スマートフォンや専用端末の普及により身近な存在となった電子書籍。しかし読書好きの人の中には「内容が頭に入りやすい」、「読書に集中できる」など、電子書籍に比べ紙の本のほうが“読みやすい”と感じている人も多いのでは? 実際、電子書籍と紙の本とで“読みやすさ”に違いはあるのでしょうか。脳科学を専門とする酒井邦嘉さんにうかがいました。
電子書籍に比べ、紙の本は読んだ内容が記憶に残りやすい
脳科学の観点で電子書籍と紙の本を比較した場合、紙の本のほうが、内容が記憶に残りやすいため“読みやすい”と感じるのでは、と酒井さんは言います。

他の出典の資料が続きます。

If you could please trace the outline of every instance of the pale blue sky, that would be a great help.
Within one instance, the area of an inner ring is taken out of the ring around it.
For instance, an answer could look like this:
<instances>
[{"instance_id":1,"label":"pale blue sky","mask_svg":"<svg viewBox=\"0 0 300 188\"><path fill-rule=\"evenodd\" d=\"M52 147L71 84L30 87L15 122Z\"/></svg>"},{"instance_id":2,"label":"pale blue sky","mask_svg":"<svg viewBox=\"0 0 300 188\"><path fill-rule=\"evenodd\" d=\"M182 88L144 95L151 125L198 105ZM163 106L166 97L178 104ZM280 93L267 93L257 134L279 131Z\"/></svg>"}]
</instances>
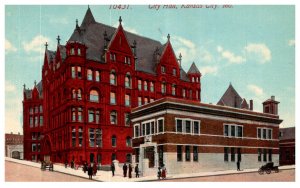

酒井さん「脳に記憶された情報は、思い出すための“手がかり”があると、よりスムーズに取り出すことができます。たとえば、一度行った場所の道順は、歩いているときに見えた風景や前を通ったお店など、道順に紐づく“手がかり”があると、より思い出しやすいですよね。実は紙の本には、電子書籍にはない記憶の“手がかり”がたくさんあるんです」
装丁や厚み、ページが記憶の“手がかり”に
紙の本における“手がかり”とは、具体的にどのようなものなのでしょうか。
酒井さん「紙の本ならではの“手がかり”となるのが、本の装丁や厚みといった実体を含む情報です。紙の本を読む際には、本の内容だけでなく、本のサイズや手触り、そして読んだページの位置などをまとめて記憶しています。たとえば、紙の本を読み直す際に、パラパラとめくることで読みたいページの見当をつけられる人は多いと思います。それは、ページに記載された内容とともに手に取った際のページの厚みという、記憶の“手がかり”があるからです」
対して電子書籍の場合には、ページの厚みや本のサイズといった、手で触れることで得られる“手がかり”がありません。そのため、紙の本に比べ、読んだ内容を思い出しにくい傾向があるのだそうです。
画面に表示された文字は集中して読みにくい?
このほか、紙に印字されていること自体にもメリットがあると酒井さんは言います。
酒井さん「文字が紙に印字されている紙の本に対して、電子書籍の文字は液晶の画面に点灯している光に過ぎません。特に明るいバックライトでは、光源を見つめているのと同じ状態なので、脳細胞は文字よりも周りの強い光のほうに強く反応してしまいます。脳では限られた血流を必要な場所に振り分けていますから、強い光に反応している分だけ、読書や文章理解のために割り振られるはずの血流が減ってしまいます。結果として脳は読書と文章理解に集中ができないのです。
逆にいえば、紙の本のほうが脳は読書に集中できますし、それだけ記憶の定着につながると考えられます。ちなみに、紙の本を読むときに白熱蛍光灯や昼光色LEDの下で読むと、紙の表面に強い光が反射してデジタル表示と似たような状況になってしまうので、暖色灯や間接照明のなかでの読書がおすすめです」
検索の便利さが電子書籍ならではのメリット
紙の本のほうがたくさんのメリットがあると言う酒井さんですが、電子書籍にも、複数冊の書籍をひとつの端末にまとめて持ち運べるなど、紙の本にはないメリットもあると言います。
酒井さん「“読みやすさ”に関連する電子書籍のメリットとなるのが『特定の事柄を手軽に検索できる』ことです。特定の言葉や登場人物などを膨大な文字の中から調べることに関しては、電子書籍に軍配があがります。その最たるものが検索機能です。電子書籍や電子辞書の検索機能を使えば、目的の単語にたどり着くまでは、紙の本よりも電子書籍のほうが早いと言えます」
ただし、紙の本が持つ「検索の手間」にも利点があると言います。
酒井さん「目的の単語を調べるだけなら電子書籍のほうが便利ですが、紙の本や辞書の場合、目的の単語を調べる際に、同じページの周りにある単語や文章なども眺めつつ調べることができます。周辺の情報もあわせて取り入れることができる点は、紙の本ならではのメリットと言えるでしょう」
本を読む際、内容が記憶に残りやすいのは紙の本ですが、見出しや登場頻度の低い単語を素早く探したい場合には電子書籍のほうが“便利な”こともあるでしょう。このように電子書籍と紙の本には、それぞれの特徴があります。特徴をよく理解して利用することで、より読書を楽しむことができるのではないでしょうか。
この記事の内容は2024年11月13日時点での情報です。